Search for ECB’s next vice president begins

ECB reshuffle begins as states hold fire for future posts copy

Bloomberg

When euro-area finance ministers launch the process to find a new European Central Bank vice president, they won’t be flooded with nominations. So far, only Spain has said it will put forward a candidate to replace Portugal’s Vitor Constancio, whose term expires at the end of May, with Finance Minister Luis de Guindos the most likely nominee.
The meeting in Brussels kicks off a two-year process to replace two-thirds of the ECB’s top officials that involves striking a balance between nationalities, gender and competency. A southern European choice such as Spain’s Guindos for the vice presidency would bolster the case for someone from the north of the continent to succeed President Mario Draghi. Germany, the region’s largest economy, has never held the post and Bundesbank head Jens Weidmann is widely seen as a potential successor to Draghi.
Ireland, the only founding member of the euro that never had a seat in the ECB’s Executive Board, will probably hold off this time and look to put forward a contender for a future opportunity, according to people familiar with the government’s thinking.
The Irish aren’t alone in holding out.
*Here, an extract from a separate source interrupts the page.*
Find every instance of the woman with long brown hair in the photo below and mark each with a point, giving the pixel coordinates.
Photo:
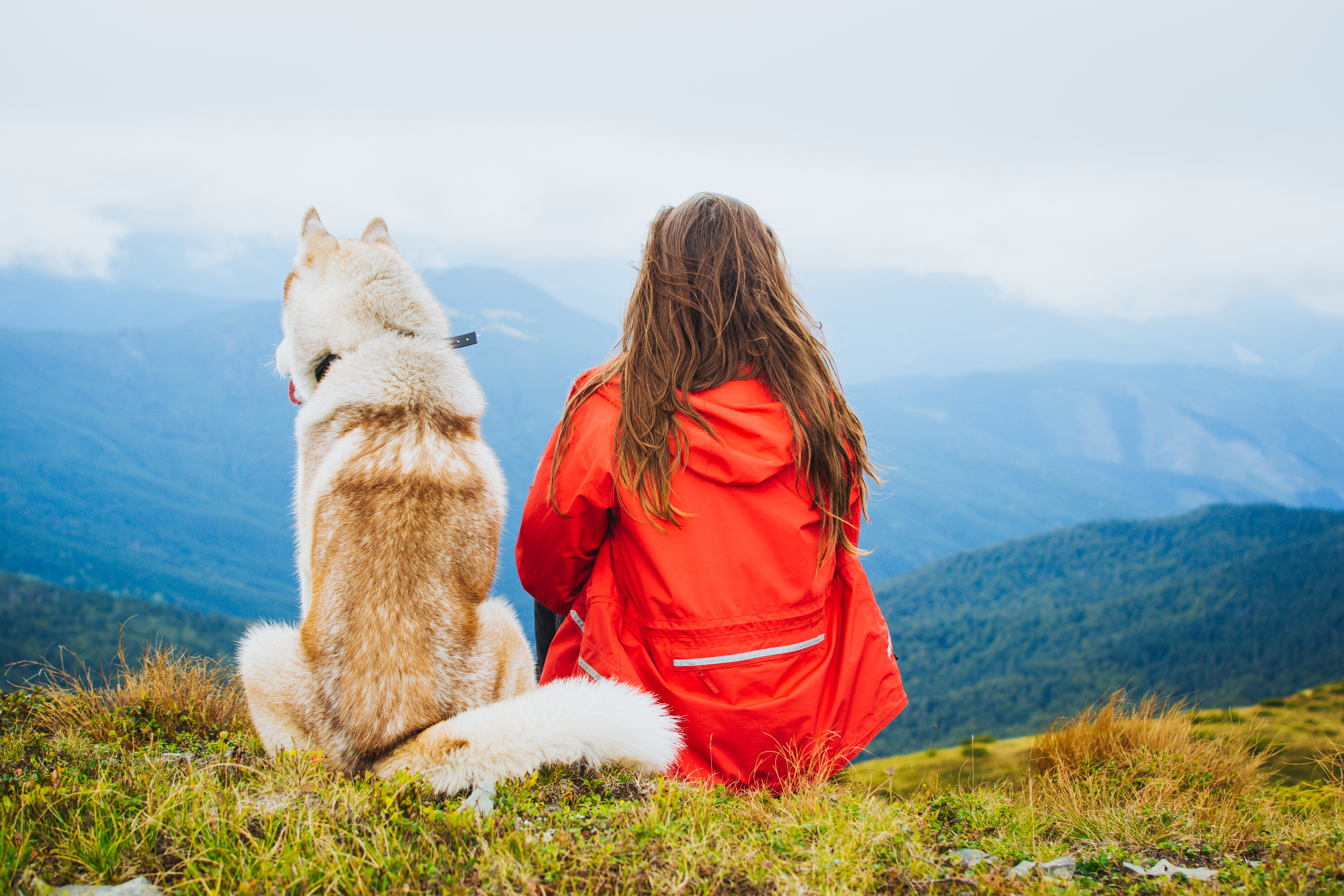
(694, 522)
With four other top ECB jobs becoming vacant before the end of next year — including a new head of banking supervision — governments are already bolstering the credentials of potential candidates. The latest such move came when French President Emmanuel Macron made Sylvie Goulard one of two deputy governors of the Bank of France, placing an ally and a veteran of the European Union in the realm of the bloc’s top monetary policy makers.
Monday’s meeting will be chaired by another Southern European in a key role, Portugal’s Mario Centeno, who will make his debut leading the gatherings of the currency bloc’s finance ministers, the Eurogroup. After asking for nominations on Monday, finance chiefs will likely settle on one or more candidates in February.
The nominees must then undergo a hearing and a non-binding vote at the European Parliament, before EU leaders confirm the appointment. The scrutiny of European lawmakers could prove problematic for the 57-year-old Guindos.
They want a shortlist of at least three names that includes women — a request that should be taken seriously after the appointment of Luxembourg’s Yves Mersch was stalled for months in 2012 over a lack of female contenders. The gender issue will once again play a key role in the jostle for ECB jobs in the coming months and countries that can field women candidates with a strong profile are likely to have an advantage.
While Irish deputy central bank governor Sharon Donnery and Italian former ECB official Lucrezia Reichlin will be potential contenders, France has an advantage in this respect: Besides Goulard, it can field two widely known figures, International Monetary Fund Managing Director Christine Lagarde and London Business School professor Helene Rey. Another French academic, Natacha Valla, will soon move to Frankfurt to take up a place at the heart of the ECB’s policy making as deputy director general in the bank’s economics department.
POLITICAL APPOINTMENT
“We have been consulting with our own central bank and they would also be happy if a person like de Guindos would be working for the ECB,” Latvian Finance Minister Dana Reizniece-Ozola said in an interview on Monday. “I would also personally favor de Guindos at this point,” she said, adding that what Latvia expects from the next vice president is a person who will pursue “a conservative monetary policy.” The appointment of Guindos, a sitting finance minister, would also mark a break with the ECB’s technocratic tradition.
Yet he wouldn’t be the first politician to move straight into a central bank with Germany appointing deputy finance minister Joerg Asmussen in 2012. Former EU Commissioner and Finnish Economy Minister Olli Rehn was appointed in February to the board of the Bank of Finland, where he is widely expected to replace outgoing governor Erkki Liikanen later this year.